Gaza records decline in Covid-19 cases, orders reopening of schools
Authorities in Gaza have ordered the reopening of schools, following the decline in the number of Covid-19 cases in the country.
While disclosing this on Friday August 7, 2020, the authorities stated that they were ready to close schools again if coronavirus cases spike.
The children walked through the streets of the Gaza Strip to return to classes after five months of shutdown
The students mingled freely before heading into playgrounds for roll call and filing into classrooms.
Teachers were seen wearing face masks as they welcomed children and offered to sanitize their hands.
Gaza, mostly cut off from the world by an Israeli-led blockade, has not recorded any COVID-19 cases in the towns and refugee camps where around two million Palestinians live.
Just 78 infections and one death have been recorded in quarantine centers. But, fearing any outbreak would overwhelm the health system, the territory’s Hamas-run education ministry shut down schools in March and students completed the remainder of the school year online.

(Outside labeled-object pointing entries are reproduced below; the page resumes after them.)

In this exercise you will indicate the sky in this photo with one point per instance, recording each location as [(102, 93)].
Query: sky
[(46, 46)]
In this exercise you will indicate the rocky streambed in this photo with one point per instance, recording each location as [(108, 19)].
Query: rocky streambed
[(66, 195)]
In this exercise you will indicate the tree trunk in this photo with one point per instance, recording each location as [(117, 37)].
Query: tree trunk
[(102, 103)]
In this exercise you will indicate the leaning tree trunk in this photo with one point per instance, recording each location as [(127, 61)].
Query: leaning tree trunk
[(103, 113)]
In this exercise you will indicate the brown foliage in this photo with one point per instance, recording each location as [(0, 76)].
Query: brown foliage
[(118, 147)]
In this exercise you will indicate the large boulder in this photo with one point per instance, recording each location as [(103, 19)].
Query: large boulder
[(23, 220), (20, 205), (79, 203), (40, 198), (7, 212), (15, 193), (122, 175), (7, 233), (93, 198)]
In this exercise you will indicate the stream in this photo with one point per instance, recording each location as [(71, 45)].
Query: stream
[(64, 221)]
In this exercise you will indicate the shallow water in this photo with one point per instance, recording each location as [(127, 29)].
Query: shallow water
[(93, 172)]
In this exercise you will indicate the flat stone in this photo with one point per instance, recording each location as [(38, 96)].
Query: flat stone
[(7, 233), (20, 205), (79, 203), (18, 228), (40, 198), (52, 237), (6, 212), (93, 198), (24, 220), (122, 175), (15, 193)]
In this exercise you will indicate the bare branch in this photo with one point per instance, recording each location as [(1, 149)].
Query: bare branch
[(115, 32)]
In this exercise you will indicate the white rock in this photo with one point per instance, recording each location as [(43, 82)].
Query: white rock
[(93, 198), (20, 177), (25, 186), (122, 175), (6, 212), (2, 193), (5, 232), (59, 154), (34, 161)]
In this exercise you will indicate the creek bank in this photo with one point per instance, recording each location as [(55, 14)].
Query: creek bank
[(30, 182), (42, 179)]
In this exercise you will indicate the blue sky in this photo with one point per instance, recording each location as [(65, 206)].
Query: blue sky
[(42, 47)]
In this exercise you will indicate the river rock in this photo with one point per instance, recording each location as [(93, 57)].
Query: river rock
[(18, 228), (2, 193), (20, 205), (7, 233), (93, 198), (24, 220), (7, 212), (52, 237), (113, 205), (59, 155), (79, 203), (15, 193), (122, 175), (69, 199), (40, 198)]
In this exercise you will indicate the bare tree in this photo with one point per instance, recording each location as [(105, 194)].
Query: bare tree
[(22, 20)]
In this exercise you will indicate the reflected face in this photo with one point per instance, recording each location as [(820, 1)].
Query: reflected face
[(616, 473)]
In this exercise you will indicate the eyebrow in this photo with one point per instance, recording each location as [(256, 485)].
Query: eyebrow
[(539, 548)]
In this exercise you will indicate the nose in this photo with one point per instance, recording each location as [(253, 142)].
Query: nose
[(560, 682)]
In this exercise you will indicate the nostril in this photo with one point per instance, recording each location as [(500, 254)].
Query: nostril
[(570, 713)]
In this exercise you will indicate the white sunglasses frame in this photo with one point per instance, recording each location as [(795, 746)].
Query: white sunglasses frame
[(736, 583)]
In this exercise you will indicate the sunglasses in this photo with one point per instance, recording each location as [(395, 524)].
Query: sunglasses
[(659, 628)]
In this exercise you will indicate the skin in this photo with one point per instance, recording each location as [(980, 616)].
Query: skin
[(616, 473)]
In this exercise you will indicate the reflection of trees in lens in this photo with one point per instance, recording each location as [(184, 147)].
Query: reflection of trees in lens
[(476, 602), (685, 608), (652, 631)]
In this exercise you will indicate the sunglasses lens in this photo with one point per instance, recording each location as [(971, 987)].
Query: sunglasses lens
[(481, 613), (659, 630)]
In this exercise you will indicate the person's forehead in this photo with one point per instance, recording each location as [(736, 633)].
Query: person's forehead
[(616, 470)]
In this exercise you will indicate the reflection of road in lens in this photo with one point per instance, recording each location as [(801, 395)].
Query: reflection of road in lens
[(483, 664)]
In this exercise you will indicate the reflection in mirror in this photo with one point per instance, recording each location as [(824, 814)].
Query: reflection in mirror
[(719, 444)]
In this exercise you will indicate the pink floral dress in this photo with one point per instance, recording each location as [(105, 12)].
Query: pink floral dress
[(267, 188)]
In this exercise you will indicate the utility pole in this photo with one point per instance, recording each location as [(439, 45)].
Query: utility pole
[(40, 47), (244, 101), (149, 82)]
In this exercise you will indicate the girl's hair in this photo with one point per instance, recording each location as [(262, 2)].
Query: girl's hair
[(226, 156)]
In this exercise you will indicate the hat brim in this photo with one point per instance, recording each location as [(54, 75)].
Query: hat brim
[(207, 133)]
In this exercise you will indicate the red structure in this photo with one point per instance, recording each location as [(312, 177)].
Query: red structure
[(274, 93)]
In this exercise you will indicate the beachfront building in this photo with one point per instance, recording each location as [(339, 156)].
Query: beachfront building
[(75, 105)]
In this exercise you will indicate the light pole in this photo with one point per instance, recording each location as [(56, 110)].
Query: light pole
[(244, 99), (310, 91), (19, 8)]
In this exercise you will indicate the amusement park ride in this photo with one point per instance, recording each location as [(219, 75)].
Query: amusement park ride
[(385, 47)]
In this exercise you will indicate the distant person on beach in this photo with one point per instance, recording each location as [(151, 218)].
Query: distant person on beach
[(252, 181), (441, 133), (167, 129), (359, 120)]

“We want everyone to realize that education amid (the) corona pandemic is different, and things don’t proceed as they normally would,” said Farid Abu-Athra, an education official with the United Nations Relief and Works Agency (UNRWA) in Gaza.
“So far in Gaza the situation is better, and it allows us to open schools normally,” he said.
An official disclosed that health workers will sanitize Gaza’s 751 schools twice a day.
Children do not have to wear masks but must bring their own lunch and outdoor breaks are banned.
Plans were already in place to halt classes should the virus spread into Gaza’s densely-populated towns, Abu-Athra said.
About 40 km (25 miles) away in the Israeli-occupied West Bank, which has reported a spike in COVID-19 cases, high school classes began this week but elementary schools remain closed.